Come noto, nel novembre 2025 si è conclusa l’operazione di acquisizione dello stadio e delle aree circostanti da parte di Inter e Milan, che hanno rilevato il comparto per circa 197 milioni di euro. Un passaggio fondamentale che ha consentito ai due club di procedere con la definizione del masterplan destinato a ridisegnare l’intero quadrante occidentale della città.

Non sono infatti pochi coloro che fanno notare come questa demolizione, insieme ai lavori avviati da alcuni giorni nell’area del Parco dei Capitani — dove dovrebbe sorgere il nuovo stadio di Milan e Inter — coincida con le giornate in cui il Tar della Lombardia sta esaminando i cinque ricorsi presentati dai comitati contrari alla vendita del Meazza e al progetto del nuovo impianto.
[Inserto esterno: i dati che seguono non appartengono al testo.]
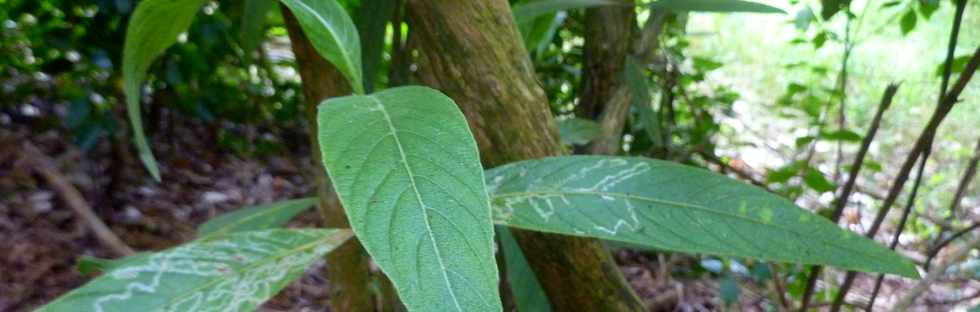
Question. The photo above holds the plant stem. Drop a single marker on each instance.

L’abbattimento della biglietteria ha immediatamente suscitato polemiche. I comitati contrari all’operazione e il consigliere comunale Enrico Fedrighini lo interpretano come un primo segnale concreto dell’avvio della trasformazione dell’area, mentre per il Comune e per i due club si tratterebbe semplicemente della rimozione di una struttura secondaria, senza alcun significato anticipatore rispetto alle decisioni ancora in corso.
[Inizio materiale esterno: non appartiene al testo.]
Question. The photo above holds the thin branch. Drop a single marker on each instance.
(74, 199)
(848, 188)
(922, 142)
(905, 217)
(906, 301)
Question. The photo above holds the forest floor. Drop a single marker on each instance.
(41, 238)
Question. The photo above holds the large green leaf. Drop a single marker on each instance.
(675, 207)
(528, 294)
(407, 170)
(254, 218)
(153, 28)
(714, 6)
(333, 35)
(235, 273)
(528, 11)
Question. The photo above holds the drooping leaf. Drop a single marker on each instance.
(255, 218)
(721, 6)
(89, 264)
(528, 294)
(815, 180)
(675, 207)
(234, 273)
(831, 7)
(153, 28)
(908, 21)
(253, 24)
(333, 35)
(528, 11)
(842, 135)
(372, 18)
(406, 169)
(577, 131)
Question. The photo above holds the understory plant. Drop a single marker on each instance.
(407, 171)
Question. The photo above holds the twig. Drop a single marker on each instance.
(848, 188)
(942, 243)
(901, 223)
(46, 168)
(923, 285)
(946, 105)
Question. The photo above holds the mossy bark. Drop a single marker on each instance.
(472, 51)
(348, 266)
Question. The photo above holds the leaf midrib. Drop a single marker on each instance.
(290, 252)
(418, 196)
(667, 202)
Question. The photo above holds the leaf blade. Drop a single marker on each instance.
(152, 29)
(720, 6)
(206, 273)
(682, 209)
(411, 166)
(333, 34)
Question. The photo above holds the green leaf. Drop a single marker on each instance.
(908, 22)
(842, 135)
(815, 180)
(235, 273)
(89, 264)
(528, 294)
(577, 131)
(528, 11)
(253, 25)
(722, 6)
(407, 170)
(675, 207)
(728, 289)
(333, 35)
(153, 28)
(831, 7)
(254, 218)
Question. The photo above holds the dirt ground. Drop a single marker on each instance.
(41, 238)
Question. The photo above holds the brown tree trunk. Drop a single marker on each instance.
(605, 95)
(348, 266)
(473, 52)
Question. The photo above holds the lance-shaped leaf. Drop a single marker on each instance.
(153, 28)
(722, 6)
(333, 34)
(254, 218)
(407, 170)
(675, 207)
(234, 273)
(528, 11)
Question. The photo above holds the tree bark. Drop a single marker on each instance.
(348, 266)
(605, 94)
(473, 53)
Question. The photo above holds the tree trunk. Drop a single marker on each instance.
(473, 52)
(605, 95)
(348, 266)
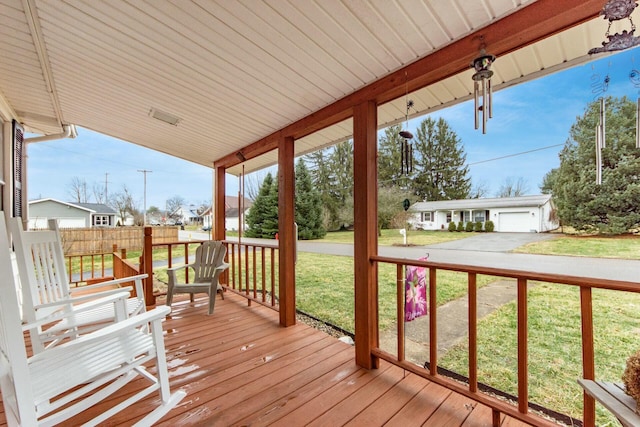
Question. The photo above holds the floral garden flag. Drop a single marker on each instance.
(415, 291)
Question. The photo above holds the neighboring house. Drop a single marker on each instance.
(70, 214)
(232, 214)
(509, 214)
(186, 215)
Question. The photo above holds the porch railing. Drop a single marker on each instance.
(253, 272)
(89, 267)
(521, 409)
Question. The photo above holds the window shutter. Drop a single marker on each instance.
(18, 160)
L’udienza davanti al Tar si è concentrata sulla legittimità dell’intera operazione, sull’applicazione della Legge Stadi e sugli aspetti ambientali del progetto. La sentenza è attesa entro circa sessanta giorni e potrà eventualmente essere impugnata davanti al Consiglio di Stato.

Nel frattempo il Parco dei Capitani resta chiuso al pubblico, in attesa delle bonifiche ambientali previste. Il nuovo stadio, progettato dagli studi Foster + Partners e MANICA, è ancora nella fase autorizzativa e non è stato presentato pubblicamente in modo definitivo. L’impianto dovrebbe sorgere nell’area oggi occupata dai parcheggi del Meazza e dal Parco dei Capitani, anche se l’avvio dei lavori non è previsto prima del 2027.

Per questo motivo, la demolizione della biglietteria appare oggi soprattutto come un episodio dal forte valore simbolico. Per i comitati rappresenta un segnale preoccupante di un processo già avviato; per altri si tratta invece della semplice rimozione di un manufatto ormai inutilizzato e privo di una reale funzione, indipendentemente dal futuro del progetto del nuovo stadio.